Thursday, 8 March 2007

The morning after...

Sunlight and acrid vehicular fumes assailed my senses, dazzling me, and churning my stomach, as, vacillating slightly, I stepped out into the unforgiving day. Hostile glances from passers-by confirmed that my bedraggled appearance was not going unnoticed, and I was sure I looked as bad as I felt; which is saying a lot. My mind drifted for a time, and as my consciousness returned, it occurred to me that I had been circumambulating for an indeterminable period. Thick, pungent odours wafted out from a nearby curry-house, and whatever foul concoction had passed my lips the night before now threatened to do so again. I retreated down a side-alley; a sanctuary from the stares, the glare, and the blare of the street. My thoughts came in circuitous jumbles, each more tangled and hazy than the last. I urgently, medically, needed SOMETHING, and the rasping of my tongue against my parched mouth indicated what that might be.
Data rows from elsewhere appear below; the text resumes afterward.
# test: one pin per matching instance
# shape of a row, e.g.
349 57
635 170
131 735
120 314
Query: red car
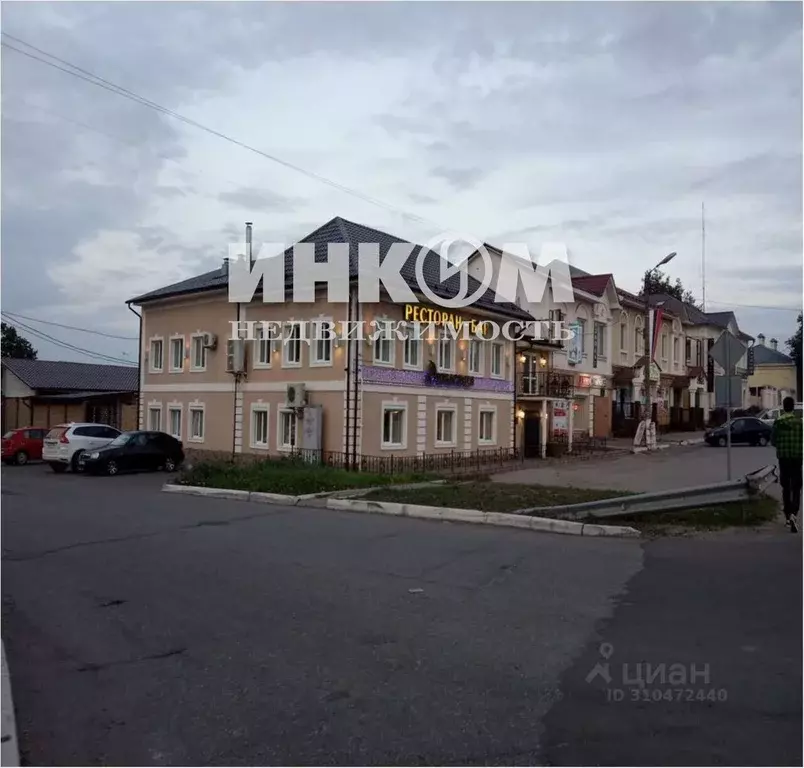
23 444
Disappointment. A tactile examination of my pockets revealed that the vendors I had passed would not be of willing assistance in this matter, as I lacked the necessary funds. This may have been just as well, since I also lacked any kind of identification that might confirm me to be human, and since the most expressive verbalisation I was presently capable of was a polite grunt, any attempt at purchasing a drink would most likely result in a hasty call to the R.S.P.C.A.
Euphoria. Salvation was an empyreal, celestial vision of a questionably-placed, and rather rusty faucet. As a wanderer in the desert collapses at an oasis, so I now fell to my knees at this veritably God-sent shrine. A creak and an agonising wait later, I was gorging myself on rust-flavoured ambrosia. even my importunate stomach was silenced for a time by this divine, heavenly elixer.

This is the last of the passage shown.